Molecular dynamics
(MD) simulations in the MARTINI model are used
to study the assembly of 1-palmitoyl-2-oleoylphosphatidylcholine (POPC)
molecules under spatial confinement, such as during solvent evaporation
from ultrasmall (femtoliter quantity) droplets. The impact of surface
polarity on molecular assembly is discussed in detail. To the best
of our knowledge, this work represents the first of its kind. Our
results reveal that solvent evaporation gives rise to the formation
of well-defined stacks of lipid bilayers in a smectic alignment. These
smectic mesophases form on both polar and nonpolar surfaces but with
a notable distinction. On polar surfaces, the director of the stack
is oriented perpendicular to the support surface.
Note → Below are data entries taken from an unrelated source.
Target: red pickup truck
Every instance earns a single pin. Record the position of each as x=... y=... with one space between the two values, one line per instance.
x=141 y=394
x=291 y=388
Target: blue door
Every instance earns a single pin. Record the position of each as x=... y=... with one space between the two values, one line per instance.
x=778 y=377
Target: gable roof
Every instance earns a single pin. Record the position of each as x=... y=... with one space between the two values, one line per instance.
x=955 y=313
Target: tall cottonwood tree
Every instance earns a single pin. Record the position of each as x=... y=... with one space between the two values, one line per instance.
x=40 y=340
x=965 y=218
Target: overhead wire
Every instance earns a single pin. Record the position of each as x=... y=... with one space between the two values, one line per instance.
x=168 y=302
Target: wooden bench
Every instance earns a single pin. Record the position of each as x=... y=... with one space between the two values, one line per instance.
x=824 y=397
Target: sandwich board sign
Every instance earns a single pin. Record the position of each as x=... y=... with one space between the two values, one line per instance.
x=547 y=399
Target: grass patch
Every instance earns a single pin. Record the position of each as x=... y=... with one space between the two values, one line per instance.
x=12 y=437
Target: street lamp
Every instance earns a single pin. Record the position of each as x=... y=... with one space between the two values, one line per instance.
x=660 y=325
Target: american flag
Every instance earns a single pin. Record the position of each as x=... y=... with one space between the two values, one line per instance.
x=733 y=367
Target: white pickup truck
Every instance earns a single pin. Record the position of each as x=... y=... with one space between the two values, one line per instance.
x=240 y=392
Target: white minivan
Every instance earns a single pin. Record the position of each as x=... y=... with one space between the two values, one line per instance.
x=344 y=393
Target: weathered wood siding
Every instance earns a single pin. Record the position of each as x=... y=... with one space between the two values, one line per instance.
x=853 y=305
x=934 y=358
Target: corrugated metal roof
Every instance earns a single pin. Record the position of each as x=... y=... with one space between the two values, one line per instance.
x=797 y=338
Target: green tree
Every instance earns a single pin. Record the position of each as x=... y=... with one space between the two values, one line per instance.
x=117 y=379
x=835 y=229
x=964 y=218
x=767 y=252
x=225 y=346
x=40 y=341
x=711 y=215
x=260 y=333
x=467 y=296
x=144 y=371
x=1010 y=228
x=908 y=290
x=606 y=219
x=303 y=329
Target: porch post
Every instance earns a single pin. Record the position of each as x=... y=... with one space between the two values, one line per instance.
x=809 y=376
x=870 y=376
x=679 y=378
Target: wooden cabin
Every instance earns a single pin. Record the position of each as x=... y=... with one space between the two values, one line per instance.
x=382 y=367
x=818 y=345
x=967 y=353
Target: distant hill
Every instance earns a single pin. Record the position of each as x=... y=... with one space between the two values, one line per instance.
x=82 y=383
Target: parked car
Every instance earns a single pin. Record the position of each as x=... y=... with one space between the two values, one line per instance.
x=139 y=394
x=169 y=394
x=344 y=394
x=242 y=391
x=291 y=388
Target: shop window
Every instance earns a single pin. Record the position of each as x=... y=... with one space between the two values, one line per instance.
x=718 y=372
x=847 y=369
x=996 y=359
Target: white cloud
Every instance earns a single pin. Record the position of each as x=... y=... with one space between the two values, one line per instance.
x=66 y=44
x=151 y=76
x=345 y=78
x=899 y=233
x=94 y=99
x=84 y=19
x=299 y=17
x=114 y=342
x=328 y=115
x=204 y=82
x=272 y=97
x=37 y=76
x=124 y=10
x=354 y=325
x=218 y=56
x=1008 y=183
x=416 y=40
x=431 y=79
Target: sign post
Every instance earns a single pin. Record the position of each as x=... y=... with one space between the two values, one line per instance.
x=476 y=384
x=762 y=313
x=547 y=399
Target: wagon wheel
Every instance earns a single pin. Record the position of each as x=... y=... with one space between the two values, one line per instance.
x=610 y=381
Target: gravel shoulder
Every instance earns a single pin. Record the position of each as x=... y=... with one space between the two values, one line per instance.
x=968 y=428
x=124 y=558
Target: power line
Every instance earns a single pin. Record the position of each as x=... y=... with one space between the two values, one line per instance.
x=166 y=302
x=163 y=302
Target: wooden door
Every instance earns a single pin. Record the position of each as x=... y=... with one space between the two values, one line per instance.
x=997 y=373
By contrast, the
stacks orient at an angle on the nonpolar surfaces. The packing of
head groups on surfaces and lipid molecular mobility exhibits significant
differences as surface polarity changes. The role of glycerol in the
assembly and stability is also revealed. The insights revealed from
the simulation have a significant impact on additive manufacturing,
biomaterials, model membranes, and engineering protocells. For example,
POPC assemblies via evaporation of ultrasmall droplets were produced
and characterized. The trends compare well with the bilayer stack
models. The surface polarity influences the local morphology and structures
at the interfaces, which could be rationalized via the molecule–surface
interactions observed from simulations.